On Thursday December 18, a day after the petroleum cartel OPEC decided to cut production by an unprecedented 2.2 million barrels a day, oil in the international markets was ruling close to the lowest level in four years. At the most obvious level, it seemed to indicate the helplessness of the cartel to shore up the sagging oil prices that have plummeted from a record $147 a barrel in July to below $40 very recently. OPEC controls almost 40 per cent of the global oil suppli es and its latest decision follows a move in September to reduce supplies by 2 million barrels a day. The cartel’s inability to influence oil prices is further illustrated by the fact that two important non-OPEC countries — Russia and Azerbaijan — have also joined in the moves to restrict supplies: together they have pledged to cut output by 600,000 barrels a day. As the global economy is sliding into a sharp downturn, the demand for fuel has declined rapidly. High fuel prices have deterred consumers in the West where alternative energy sources have become popular. OPEC has acknowledged that crude supplies entering the market are far in excess of actual demand and that the stocks in the OECD countries are well above their five-year average and are expected to rise further. High inventories with major consuming nations constrain the ability of OPEC to manipulate prices.

It is clear that cartelisation is unlikely to yield the intended results at least for now. For many countries, falling oil prices is the only silver lining in a bleak global economic scenario. In India the relentless upward march of oil prices until July posed serious threats to macroeconomic stability. The dramatic decline since then is one of the major factors driving down inflation to tolerable limits. However, India and the rest of the world would welcome a more stable price regime and not just low oil prices. It is the extreme volatility magnified by dire predictions that caused great damage.

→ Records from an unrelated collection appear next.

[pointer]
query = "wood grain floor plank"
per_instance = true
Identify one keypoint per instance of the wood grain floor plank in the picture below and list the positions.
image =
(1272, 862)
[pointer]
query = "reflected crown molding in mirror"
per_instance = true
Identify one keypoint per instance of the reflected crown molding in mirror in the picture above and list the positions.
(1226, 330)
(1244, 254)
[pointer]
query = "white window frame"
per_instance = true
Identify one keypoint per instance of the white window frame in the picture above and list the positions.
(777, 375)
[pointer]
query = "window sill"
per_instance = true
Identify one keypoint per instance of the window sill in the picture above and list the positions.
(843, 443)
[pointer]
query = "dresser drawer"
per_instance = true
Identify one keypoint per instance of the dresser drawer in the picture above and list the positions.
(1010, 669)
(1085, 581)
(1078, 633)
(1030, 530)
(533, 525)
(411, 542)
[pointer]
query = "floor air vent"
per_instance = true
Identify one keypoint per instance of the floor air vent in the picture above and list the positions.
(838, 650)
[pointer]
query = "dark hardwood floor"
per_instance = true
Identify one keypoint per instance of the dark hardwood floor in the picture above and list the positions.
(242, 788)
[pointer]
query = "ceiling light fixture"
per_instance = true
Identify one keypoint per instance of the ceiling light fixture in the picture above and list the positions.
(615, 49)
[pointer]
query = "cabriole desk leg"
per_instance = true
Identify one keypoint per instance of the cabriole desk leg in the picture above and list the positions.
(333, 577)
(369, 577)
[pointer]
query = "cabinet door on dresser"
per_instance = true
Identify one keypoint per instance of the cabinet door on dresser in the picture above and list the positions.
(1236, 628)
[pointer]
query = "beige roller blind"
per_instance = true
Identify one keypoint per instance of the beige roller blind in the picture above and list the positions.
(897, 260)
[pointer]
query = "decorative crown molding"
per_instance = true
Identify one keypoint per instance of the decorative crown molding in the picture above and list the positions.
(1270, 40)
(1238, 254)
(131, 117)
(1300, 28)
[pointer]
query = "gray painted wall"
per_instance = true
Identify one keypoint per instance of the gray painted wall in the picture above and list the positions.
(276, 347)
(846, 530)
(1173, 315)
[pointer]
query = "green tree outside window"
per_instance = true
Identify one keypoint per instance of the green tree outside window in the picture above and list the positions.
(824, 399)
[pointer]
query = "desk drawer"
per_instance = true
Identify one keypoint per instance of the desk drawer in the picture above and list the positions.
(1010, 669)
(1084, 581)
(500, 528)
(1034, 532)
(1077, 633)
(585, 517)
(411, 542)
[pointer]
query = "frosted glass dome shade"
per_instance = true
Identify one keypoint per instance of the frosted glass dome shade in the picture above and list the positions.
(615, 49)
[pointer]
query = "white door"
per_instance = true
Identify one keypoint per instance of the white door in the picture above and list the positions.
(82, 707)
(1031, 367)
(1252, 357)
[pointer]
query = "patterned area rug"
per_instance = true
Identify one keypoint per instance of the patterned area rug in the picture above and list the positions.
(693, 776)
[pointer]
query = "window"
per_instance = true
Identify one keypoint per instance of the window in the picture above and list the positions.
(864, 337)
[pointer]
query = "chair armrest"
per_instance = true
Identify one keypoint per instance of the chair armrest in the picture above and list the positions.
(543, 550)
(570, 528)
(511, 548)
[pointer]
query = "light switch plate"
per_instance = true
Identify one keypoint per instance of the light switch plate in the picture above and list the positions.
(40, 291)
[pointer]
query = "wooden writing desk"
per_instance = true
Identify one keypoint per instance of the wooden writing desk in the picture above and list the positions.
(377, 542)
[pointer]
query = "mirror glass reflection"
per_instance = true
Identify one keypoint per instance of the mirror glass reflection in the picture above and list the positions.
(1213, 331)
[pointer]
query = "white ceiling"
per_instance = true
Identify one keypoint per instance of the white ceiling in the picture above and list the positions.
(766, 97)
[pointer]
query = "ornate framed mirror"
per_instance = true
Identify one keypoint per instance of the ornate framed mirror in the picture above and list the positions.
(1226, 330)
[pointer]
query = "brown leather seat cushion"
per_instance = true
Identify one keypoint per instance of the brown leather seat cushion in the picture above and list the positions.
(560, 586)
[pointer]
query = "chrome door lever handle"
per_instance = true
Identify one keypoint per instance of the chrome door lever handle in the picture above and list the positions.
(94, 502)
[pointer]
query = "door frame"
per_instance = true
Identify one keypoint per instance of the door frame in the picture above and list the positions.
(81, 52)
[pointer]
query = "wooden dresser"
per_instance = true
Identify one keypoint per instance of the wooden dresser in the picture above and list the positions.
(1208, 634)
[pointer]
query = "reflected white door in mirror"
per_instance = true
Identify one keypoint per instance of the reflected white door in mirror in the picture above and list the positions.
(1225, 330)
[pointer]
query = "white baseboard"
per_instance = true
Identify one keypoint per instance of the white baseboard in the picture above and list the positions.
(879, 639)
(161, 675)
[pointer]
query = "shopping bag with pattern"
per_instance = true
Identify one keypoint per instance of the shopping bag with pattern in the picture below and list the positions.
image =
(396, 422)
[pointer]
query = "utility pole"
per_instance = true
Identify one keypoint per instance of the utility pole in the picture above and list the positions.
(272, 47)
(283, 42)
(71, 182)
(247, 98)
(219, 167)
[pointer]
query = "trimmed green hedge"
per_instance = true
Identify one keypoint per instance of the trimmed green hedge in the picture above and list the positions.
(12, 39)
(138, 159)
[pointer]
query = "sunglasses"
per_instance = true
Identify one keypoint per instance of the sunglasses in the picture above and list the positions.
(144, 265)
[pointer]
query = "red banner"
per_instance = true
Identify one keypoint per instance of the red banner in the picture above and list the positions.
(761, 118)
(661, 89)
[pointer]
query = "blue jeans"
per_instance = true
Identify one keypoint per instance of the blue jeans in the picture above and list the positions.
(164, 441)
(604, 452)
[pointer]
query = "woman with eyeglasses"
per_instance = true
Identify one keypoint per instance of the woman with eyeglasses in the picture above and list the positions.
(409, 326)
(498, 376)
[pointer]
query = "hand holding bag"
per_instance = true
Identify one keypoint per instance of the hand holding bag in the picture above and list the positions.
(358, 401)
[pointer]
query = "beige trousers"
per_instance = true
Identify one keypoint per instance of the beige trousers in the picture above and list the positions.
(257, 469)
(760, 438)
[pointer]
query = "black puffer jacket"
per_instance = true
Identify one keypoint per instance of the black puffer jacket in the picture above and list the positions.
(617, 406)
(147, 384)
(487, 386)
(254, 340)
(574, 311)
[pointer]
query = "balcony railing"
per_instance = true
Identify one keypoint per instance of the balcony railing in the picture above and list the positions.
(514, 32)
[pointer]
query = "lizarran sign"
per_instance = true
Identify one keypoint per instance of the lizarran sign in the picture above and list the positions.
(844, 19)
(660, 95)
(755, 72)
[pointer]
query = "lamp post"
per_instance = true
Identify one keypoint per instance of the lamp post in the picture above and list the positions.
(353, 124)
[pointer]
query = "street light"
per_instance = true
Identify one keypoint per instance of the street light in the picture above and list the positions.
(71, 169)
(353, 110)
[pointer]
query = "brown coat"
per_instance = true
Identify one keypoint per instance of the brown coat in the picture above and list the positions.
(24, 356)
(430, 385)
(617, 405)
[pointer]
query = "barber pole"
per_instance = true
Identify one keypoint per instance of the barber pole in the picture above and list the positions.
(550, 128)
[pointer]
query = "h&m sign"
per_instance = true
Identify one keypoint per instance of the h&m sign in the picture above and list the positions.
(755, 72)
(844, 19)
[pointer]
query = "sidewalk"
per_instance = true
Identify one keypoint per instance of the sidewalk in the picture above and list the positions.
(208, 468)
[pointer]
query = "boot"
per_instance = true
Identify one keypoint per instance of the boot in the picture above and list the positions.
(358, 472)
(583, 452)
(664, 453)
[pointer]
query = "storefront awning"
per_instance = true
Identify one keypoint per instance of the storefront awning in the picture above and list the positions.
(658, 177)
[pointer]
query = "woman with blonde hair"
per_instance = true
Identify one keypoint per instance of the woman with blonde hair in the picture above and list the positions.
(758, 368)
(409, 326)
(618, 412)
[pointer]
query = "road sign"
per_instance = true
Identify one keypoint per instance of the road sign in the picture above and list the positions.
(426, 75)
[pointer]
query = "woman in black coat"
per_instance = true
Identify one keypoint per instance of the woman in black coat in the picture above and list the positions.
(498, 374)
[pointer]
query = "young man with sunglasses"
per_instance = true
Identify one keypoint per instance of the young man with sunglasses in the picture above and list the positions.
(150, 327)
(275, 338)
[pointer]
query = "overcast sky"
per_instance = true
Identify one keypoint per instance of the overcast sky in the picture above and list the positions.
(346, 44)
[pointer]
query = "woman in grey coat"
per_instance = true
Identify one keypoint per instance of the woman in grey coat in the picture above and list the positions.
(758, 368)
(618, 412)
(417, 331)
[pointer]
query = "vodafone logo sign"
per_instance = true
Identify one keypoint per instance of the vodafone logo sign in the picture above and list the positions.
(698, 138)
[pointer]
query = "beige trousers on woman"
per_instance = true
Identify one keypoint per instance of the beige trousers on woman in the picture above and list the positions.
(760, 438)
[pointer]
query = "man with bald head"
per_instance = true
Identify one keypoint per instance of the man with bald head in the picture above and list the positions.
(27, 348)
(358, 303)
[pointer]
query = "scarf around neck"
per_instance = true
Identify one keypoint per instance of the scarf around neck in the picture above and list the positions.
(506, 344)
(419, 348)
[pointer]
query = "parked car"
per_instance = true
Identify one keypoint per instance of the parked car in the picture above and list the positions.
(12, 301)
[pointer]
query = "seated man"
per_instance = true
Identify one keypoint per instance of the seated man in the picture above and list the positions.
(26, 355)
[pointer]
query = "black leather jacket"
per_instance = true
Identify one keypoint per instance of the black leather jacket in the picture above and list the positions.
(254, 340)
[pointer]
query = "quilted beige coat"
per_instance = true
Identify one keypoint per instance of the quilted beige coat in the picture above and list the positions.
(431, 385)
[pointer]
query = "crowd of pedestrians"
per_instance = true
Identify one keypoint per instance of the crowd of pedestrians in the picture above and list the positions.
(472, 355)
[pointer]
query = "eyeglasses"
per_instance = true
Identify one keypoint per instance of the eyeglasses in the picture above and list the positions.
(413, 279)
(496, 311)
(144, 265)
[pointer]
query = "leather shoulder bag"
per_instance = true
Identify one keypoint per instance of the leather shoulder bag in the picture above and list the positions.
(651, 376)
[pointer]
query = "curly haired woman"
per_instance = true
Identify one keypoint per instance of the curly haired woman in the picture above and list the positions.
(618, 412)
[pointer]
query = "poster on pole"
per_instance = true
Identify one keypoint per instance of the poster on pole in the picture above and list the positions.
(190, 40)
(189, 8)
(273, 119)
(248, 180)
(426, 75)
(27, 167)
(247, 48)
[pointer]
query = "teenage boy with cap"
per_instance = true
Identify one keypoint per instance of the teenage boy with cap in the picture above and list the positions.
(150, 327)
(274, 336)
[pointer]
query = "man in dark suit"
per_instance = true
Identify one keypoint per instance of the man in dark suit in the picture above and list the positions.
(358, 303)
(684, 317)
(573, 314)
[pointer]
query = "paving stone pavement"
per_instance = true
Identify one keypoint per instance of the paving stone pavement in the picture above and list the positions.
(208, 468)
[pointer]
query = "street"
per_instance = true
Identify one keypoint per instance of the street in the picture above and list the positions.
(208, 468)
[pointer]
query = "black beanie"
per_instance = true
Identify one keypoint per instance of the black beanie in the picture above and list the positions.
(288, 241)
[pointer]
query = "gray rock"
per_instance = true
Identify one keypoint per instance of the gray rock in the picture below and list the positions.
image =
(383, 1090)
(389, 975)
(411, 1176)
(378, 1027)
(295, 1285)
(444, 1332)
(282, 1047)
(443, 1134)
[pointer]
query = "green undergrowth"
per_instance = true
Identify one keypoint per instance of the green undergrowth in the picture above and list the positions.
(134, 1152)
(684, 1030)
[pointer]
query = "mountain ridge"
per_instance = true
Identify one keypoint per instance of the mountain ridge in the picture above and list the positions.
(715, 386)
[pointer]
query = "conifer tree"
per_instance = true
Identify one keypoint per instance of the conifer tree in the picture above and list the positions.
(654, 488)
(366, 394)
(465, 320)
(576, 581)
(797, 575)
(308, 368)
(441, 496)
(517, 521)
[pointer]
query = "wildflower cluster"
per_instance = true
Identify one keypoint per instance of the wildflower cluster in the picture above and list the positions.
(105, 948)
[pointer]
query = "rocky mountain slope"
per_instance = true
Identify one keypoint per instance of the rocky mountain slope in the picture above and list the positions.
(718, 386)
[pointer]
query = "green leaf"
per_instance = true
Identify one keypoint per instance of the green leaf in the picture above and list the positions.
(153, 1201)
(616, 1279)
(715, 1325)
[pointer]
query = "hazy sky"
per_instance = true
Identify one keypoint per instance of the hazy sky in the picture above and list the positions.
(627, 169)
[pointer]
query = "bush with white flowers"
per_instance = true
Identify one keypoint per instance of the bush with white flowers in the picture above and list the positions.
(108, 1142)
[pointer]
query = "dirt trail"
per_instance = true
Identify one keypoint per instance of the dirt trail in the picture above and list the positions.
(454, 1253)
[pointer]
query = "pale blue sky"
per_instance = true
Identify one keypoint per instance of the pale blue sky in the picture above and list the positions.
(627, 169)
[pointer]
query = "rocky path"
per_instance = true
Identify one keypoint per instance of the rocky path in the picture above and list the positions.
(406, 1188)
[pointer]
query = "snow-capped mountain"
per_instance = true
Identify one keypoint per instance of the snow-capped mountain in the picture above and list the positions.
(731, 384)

Consumers and producers including OPEC would be better off in agreeing to certain ground rules. One suggestion has been that they agree on a realistic price band for petroleum and a mechanism to administer it. The fall in oil prices has not been an unmixed blessing. Several oil producers including Venezuela and Iran require a higher level of prices to continue with their planned expenditure. Low oil prices have acted as disincentives to more expensive exploration for oil, to adopting alternative energy sources, and to highly desirable conservation.